Au menu d’aujourd’hui, Trimes vous propose de méditer sur le rôle d’une alimentation basse en glucides dans l’optique d’efforts d’endurance.
Ce sujet est très bien introduit dans le dérangeant livre « The art and science of low carbohydrate performance » de Jeff S. Volek et Stephen D. Phinney qui avait remis en question l’importance des glucides à l’entraînement. Il expliquait aux athlètes comment tirer parti d’un régime bas en glucides (low-carbohydrate diet en anglais). D’après eux, le corps des athlètes privilégiant trop les glucides ne sait pas utiliser efficacement les lipides le jour d’une épreuve d’endurance. Mais cela peut se changer en mangeant extrêmement peu de glucides ; le corps s’adapte alors et apprend à utiliser les lipides à la place des glucides ; ces lipides sont dégradés en corps cétoniques qui sont eux-mêmes utilisés par les cellules comme énergie ; c’est cette adaptation qu’ils appellent la keto-adaptation.
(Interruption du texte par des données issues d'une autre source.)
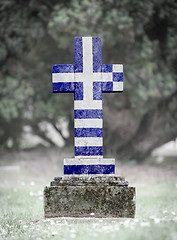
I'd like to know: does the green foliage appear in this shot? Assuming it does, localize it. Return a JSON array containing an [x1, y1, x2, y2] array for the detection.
[[0, 0, 177, 149]]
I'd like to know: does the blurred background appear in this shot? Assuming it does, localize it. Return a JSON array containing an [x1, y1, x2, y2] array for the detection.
[[0, 0, 177, 162]]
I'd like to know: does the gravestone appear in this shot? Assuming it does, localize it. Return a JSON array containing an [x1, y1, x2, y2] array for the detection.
[[44, 37, 135, 217]]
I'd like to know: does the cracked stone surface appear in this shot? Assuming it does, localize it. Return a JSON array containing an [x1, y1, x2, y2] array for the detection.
[[44, 177, 136, 218]]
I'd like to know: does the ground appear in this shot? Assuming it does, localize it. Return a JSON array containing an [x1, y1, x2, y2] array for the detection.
[[0, 148, 177, 240]]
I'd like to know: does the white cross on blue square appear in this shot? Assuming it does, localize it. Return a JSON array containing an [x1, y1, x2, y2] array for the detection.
[[53, 37, 123, 175]]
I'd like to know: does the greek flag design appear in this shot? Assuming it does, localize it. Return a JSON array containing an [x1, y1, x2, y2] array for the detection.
[[52, 37, 123, 175]]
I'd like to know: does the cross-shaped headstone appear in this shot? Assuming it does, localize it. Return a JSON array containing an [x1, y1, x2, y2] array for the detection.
[[52, 37, 123, 176]]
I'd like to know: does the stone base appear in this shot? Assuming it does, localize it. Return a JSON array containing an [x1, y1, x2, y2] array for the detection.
[[44, 177, 135, 218]]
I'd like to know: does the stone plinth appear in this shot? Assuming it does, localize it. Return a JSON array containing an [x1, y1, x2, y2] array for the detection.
[[44, 177, 135, 218]]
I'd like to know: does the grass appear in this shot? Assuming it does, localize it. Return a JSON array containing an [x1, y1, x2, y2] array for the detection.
[[0, 180, 177, 240]]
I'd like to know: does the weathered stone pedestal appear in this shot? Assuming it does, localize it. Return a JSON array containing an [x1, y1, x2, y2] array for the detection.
[[44, 176, 135, 218]]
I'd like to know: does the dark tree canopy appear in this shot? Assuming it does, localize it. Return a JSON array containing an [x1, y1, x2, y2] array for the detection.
[[0, 0, 177, 160]]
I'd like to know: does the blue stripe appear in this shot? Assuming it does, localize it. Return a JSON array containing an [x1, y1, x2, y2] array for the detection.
[[75, 146, 103, 156], [101, 64, 113, 72], [102, 82, 113, 92], [64, 165, 115, 174], [113, 72, 123, 82], [74, 109, 103, 119], [74, 128, 103, 137], [74, 82, 83, 100], [74, 37, 83, 72], [93, 82, 113, 100], [93, 82, 102, 100], [53, 82, 75, 92], [92, 37, 102, 72], [52, 64, 74, 73]]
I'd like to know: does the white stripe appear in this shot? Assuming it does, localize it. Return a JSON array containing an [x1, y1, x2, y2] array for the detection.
[[64, 156, 115, 165], [101, 72, 112, 82], [52, 73, 74, 82], [75, 155, 103, 159], [74, 72, 101, 83], [74, 119, 103, 128], [74, 137, 103, 147], [82, 37, 93, 73], [113, 64, 123, 72], [113, 82, 124, 91], [74, 99, 102, 109]]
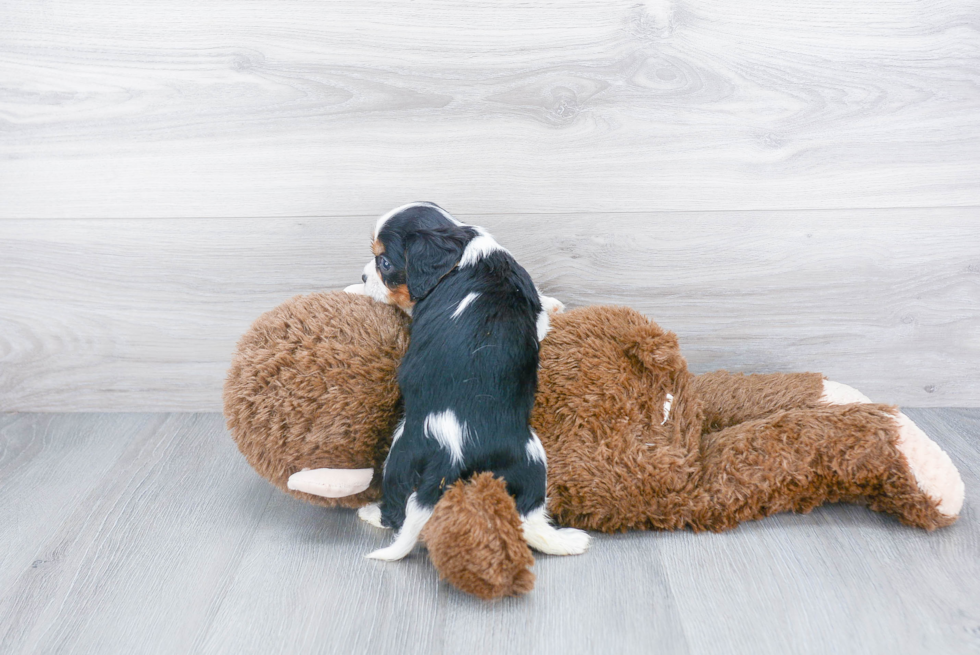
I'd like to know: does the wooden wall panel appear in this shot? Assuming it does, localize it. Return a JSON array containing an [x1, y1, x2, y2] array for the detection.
[[0, 0, 980, 218], [0, 207, 980, 411]]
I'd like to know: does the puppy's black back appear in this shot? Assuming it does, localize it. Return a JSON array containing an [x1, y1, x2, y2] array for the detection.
[[382, 246, 546, 527]]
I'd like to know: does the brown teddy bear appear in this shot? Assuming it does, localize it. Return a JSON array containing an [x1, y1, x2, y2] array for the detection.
[[224, 292, 963, 598]]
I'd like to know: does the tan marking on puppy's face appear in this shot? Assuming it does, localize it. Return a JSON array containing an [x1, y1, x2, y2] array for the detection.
[[388, 284, 415, 314]]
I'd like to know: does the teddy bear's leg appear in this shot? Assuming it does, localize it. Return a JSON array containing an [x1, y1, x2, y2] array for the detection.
[[693, 371, 824, 432], [820, 380, 965, 516], [692, 404, 962, 530], [422, 472, 534, 599]]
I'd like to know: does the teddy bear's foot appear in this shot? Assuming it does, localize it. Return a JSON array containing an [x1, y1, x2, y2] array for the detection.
[[820, 380, 965, 517], [896, 413, 965, 517], [286, 469, 374, 498], [357, 503, 387, 530], [521, 507, 589, 555]]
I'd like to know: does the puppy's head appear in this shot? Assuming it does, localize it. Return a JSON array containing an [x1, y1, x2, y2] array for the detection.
[[361, 202, 471, 314]]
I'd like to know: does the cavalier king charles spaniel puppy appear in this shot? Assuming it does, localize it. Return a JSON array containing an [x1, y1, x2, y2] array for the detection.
[[346, 202, 589, 561]]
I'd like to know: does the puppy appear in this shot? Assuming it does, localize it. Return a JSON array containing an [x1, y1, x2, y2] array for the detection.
[[347, 202, 589, 561]]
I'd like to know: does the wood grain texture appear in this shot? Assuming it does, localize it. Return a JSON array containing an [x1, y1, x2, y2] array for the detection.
[[0, 0, 980, 218], [0, 409, 980, 655], [0, 208, 980, 411]]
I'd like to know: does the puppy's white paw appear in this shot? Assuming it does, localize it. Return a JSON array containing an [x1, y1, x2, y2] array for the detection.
[[896, 414, 965, 516], [357, 503, 385, 528], [521, 507, 590, 555]]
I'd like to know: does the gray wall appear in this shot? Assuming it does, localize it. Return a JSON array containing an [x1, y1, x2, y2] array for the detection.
[[0, 0, 980, 411]]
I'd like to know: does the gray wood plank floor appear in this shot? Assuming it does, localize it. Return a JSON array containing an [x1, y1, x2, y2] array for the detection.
[[0, 409, 980, 654]]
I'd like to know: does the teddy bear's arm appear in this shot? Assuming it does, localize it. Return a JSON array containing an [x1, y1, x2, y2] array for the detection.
[[694, 371, 824, 432]]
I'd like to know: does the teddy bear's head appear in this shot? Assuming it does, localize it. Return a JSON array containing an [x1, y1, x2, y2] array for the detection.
[[224, 292, 409, 507]]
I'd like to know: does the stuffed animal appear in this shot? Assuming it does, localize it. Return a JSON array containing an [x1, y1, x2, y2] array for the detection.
[[224, 292, 964, 598]]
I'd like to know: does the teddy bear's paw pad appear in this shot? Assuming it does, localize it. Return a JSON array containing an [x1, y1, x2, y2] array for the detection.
[[286, 469, 374, 498], [521, 509, 589, 555], [896, 414, 964, 516], [820, 380, 871, 405], [357, 503, 385, 528]]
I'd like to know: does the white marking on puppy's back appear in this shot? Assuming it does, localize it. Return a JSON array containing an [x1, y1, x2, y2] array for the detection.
[[422, 409, 467, 466], [368, 493, 432, 562], [452, 291, 480, 318], [524, 430, 548, 466], [459, 225, 510, 268], [521, 505, 589, 555]]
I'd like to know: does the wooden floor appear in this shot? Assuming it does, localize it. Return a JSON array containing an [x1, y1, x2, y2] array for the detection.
[[0, 409, 980, 655]]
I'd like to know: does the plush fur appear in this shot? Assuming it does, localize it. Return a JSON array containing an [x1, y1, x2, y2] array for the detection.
[[422, 472, 534, 599], [225, 293, 962, 597]]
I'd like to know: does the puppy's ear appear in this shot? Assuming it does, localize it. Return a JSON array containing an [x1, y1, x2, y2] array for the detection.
[[405, 228, 464, 302]]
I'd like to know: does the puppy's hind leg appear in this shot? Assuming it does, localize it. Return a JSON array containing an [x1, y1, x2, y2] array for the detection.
[[367, 493, 434, 562], [521, 504, 589, 555]]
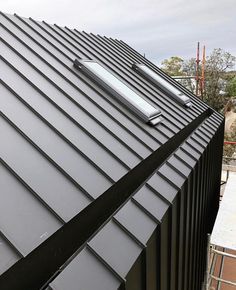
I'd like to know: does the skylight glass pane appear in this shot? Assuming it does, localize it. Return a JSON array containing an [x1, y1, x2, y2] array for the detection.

Ce régime pauvre en glucides menant à cette adaptation est aussi connu sous le nom de diète cétogène, de Banting, Low Carb High Fat (LCHF), Atkins… et sa mise-en-œuvre dans la vie de tous les jours est loin d’être facile comme en témoigne l’excellent livre Zéro Sucre.
Pour investiguer un cran plus loin, Volek et Phinney ont mené une minutieuse étude (en libre accès) au cours de laquelle ils ont comparé les réponses physiologiques de 2 groupes d’athlètes (les uns ayant suivi un régime low carb, les autres un régime riche en glucides) alors qu’ils couraient sur tapis roulant. Voici un résumé de l’étude :
20 coureurs élites ont servi de « cobaye » (16 coureurs experts en 80km et 160km et 4 triathlètes experts en ironman) répartis en 2 groupes :
- Ceux ayant suivi une diète riche-en-glucides (486g/jour). Les proportions de leur alimentation en glucides:protéines:lipides étaient de 59%:14%:25%.
- Ceux ayant suivi une diète pauvre-en-glucides (82g/jour) pendant une moyenne de 20 mois et ce jusqu’au test (donc Malto strictement interdit ;-). Les proportions de leur alimentation en glucides:protéines:lipides étaient de 10%:19%:70%.
Deux tests ont été réalisés. Le premier test a été réalisé sur une évaluation de la VO2max. Les résultats suivants ont été constatés :
- Le pic de l’utilisation (i.e. oxydation) du gras était 2,3 fois plus grand pour les athlètes du groupe pauvre-en-glucides que ceux du groupe riche-en-glucides.
- Ce pic d’utilisation du gras arrivait à une VO2max d’environ 70% pour les athlètes du groupe pauvre-en-glucides contre 55% pour les riches-en-glucides
Ensuite, le lendemain, un deuxième test a fait courir les athlètes pendant 3 heures à 64% de leur VO2max. Les résultats ont été les suivants :
- L’utilisation moyenne du gras était 59% plus grande pour les athlètes du groupe pauvre-en-glucides que ceux du groupe riche-en-glucides, soit une contribution relative de 88% des lipides contre 56%.
- La déperdition de glycogène au bout des 3h puis la re-synthèse après collation étaient sensiblement la même pour les deux groupes.
Contrairement au livre cité en introduction, l’étude estime que l’adaptation cétonique peut nécessiter, non pas 40 jours, mais plusieurs mois ; elle indique aussi que sur les mois d’observations, les athlètes du groupe low carb ont mangé en moyenne 82g/jour de glucides, avec un max à 144g/jour (ce qui est plus que les 50g/jour recommandés dans le livre, mais ce qui reste quand même très peu)
Au delà de ces résultats, l’étude est aussi très intéressante à lire pour une multitude d’infos telles que le matériel utilisé, la composition des boissons de pré-effort et post-effort, le poids des coureurs, etc.
La seule chose qui manque, et c’est un challenge de taille, c’est une comparaison des performances obtenues selon chaque régime ; et ce idéalement sur des durées d’effort plus longues car les 3 premières heures en ultra ou en triathlon moyenne et longue distance sont celles où le corps répond encore généralement très bien. On attend donc avec impatience la prochaine étude.
PS : d’autres articles de Trimes avaient déjà évoqué ce sujet low-carb avec les précautions qui s’imposent (ex: Ironman d’Hawaï et phase précompétitive – les protocoles à suivre et S’entraîner pour un ironman en suivant une diète basse en glucides, est-ce possible ?). Même chose pour l’article ici présent … On ne saurait que rappeler l’histoire (fictive ?) de Bouddha qui avait voulu radicalement remplacer sa période « d’excès » par un jeûne extrême et qui avait failli y passer. Il en avait conclu que l’option la plus raisonnable était finalement la voie du milieu.